UK & World News
Claims Of Union 'Bully-Boy Tactics' Probed
A legal probe into allegations of "bully-boy tactics" by trade unions, prompted by the Grangemouth oil refinery dispute, is to be launched by the Government.
Headed by a top QC, the review will examine claims of intimidation and extreme behaviour, including so-called "leverage tactics" used by the Unite union at Grangemouth.
The probe could lead to recommendations for major changes in industrial law, which the Conservatives would include in their manifesto at the next general election.
But the review has been denounced by union leaders as a "party political stunt".
And the Liberal Democrat Business Secretary Vince Cable insisted it should also investigate the role of employers in industrial disputes.
The move follows a pledge by David Cameron in November to review trade union practices with a view to bringing in new legislation to outlaw industrial intimidation.
But unions have refused to co-operate with the process, leaving ministers now forced to hold an inquiry headed by industrial relations lawyer Bruce Carr QC without unions being involved.
Tactics used by Unite in the Grangemouth dispute included a giant inflatable rat parked outside one boss's home and "wanted" posters put through executives' letter boxes.
But the union has always insisted all its protests were lawful and denied allegations by the plant's Ineos management and Government ministers, that bosses' children were intimidated.
A senior Whitehall source said: "The Government has a keen interest in the resilience of critical industrial infrastructure.
"Resilience cannot be guaranteed without effective workforce relationships.
"These relationships, and the law that governs them, have consequences both for the operation of particular, critically important, facilities, as well as more widely in the economy, at both a local and national level.
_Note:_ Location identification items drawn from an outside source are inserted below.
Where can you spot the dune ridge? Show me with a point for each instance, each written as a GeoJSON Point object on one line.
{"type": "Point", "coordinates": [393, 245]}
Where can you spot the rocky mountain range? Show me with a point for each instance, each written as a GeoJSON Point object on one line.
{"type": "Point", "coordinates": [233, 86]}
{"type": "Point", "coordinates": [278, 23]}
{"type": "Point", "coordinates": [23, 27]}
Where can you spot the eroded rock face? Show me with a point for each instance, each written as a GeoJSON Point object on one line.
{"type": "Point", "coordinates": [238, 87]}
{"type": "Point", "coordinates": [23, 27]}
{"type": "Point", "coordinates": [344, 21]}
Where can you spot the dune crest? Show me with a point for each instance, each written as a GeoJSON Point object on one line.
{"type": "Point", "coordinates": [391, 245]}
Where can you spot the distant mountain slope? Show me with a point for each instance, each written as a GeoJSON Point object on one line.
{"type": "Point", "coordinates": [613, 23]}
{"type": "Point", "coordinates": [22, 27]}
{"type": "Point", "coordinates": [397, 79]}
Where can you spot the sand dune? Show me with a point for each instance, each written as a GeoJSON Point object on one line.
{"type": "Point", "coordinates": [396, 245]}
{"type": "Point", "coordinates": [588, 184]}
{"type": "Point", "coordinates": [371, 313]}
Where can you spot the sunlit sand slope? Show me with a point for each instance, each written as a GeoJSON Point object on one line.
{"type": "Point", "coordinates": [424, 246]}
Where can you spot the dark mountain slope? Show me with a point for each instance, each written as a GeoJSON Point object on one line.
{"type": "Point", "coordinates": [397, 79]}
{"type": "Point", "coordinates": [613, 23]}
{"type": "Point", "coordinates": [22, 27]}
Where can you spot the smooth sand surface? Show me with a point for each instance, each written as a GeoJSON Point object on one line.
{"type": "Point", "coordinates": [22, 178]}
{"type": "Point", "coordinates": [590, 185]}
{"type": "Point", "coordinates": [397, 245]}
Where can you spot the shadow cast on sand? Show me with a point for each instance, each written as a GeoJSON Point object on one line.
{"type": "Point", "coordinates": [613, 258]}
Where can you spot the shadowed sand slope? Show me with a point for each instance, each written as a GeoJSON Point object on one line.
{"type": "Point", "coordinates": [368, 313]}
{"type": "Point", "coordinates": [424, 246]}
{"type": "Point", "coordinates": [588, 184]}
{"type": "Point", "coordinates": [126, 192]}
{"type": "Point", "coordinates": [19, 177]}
"Therefore, the Government wants to assess whether the current legislation dealing with activities taking place during industrial disputes is fit for the 21st Century."
The review's terms of reference are to assess alleged use of extreme tactics in industrial disputes, including so-called leverage tactics, and effectiveness of the existing legal framework to prevent inappropriate or intimidatory actions in trade disputes.
Mr Carr's review is expected to take six months and he will report to Mr Cable and the Cabinet Office minister Francis Maude.
Mr Maude said: "Trade unions can play a constructive role in the modern workplace.
"But allegations of union industrial intimidation tactics - which include attempts to sabotage business supply chains - are very serious and may be damaging our economy's competitiveness, which would make our future less secure.
"That's why it's right to have this review to get to the bottom of these tactics and to determine whether the existing law is effective."
Mr Cable added: "Strong and effective relations between employers and workers were crucial in safeguarding British jobs during the worst of the economic crisis.
"These strong industrial relations will continue to be at the heart of our economic recovery and I am keen to see balanced input from both sides on how to improve them further.
"This is especially important for sites that form part of our critical national infrastructure.
"We are determined to make the UK the best place in Europe to start and grow a business.
"Good industrial relations and a flexible labour market are key strengths of our economy.
"We must safeguard these if we are to continue to attract business investment in the years ahead."
But the review was condemned by TUC General Secretary Frances O'Grady, who said: "This review may have been announced with great fanfare by the Prime Minister.
"But the delay in setting it up, the limited terms of reference and the exclusion of the promised consideration of employer behaviour, such as blacklisting, confirms that it was never anything more than a headline grabbing party political stunt."